July 2014: This blog is now in a semi-archived state. It no longer plays a significant role in facilitating my work. I may post here sporadically in the future, or I may not.

This blog is a chronological repository of digital remnants related to my work. Externalising thoughts here facilitates dialogue, both personal and social, which can help develop those ideas. The ad hoc nature of the blog means that there is no overt topic. The amount of contextualisation provided depends upon the status and posture I have chosen to promote, which in each case (each post) is a response to how the inherent artifact becomes mediated by its display here.

Sam Kelly
sam [ at ] freshpap.com

I'm Too Sad To Tell You - the reality of reflections and photographs


Bas Jan Ader I'm too sad to tell you, 1970

It is always hard to tell whether a reflection is a continuation of this reality or entirely another, a three dimensional space or a two dimensional plane. Reflections often beget intense inspection and the reflected self often begets intense introspection.

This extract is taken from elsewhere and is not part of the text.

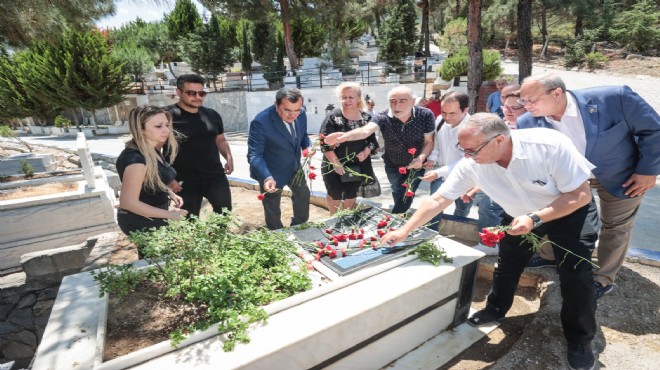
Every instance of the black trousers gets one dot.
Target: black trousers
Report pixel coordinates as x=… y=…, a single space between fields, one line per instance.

"I'm too sad to tell you", Bas Jan Ader's self portrait has always fascinated me. His image appears to inhabit a quasi-reality similar to that of a reflection. It is as though he has replaced the mirror with a camera, using the potential image of himself  (instead of a reflection) as a tool for introspection. However, the nature of photography allows this moment to be captured and reproduced. You would expect this to raise all sorts of quandaries concerning the nature of self, as the viewer essentially takes Ader's place in front of his reflection, but, the depth of the photograph is disrupted by a message scrawled on it's surface, like a smudge on the mirror. It reminds you that the image of Ader is just that, an image, a surface. You cannot participate in Ader's introspection because photographs are not a continuation of reality, but more importantly because you are not Ader.

Both the image and the message highlight the unbreachable divide between each of us isolated selves.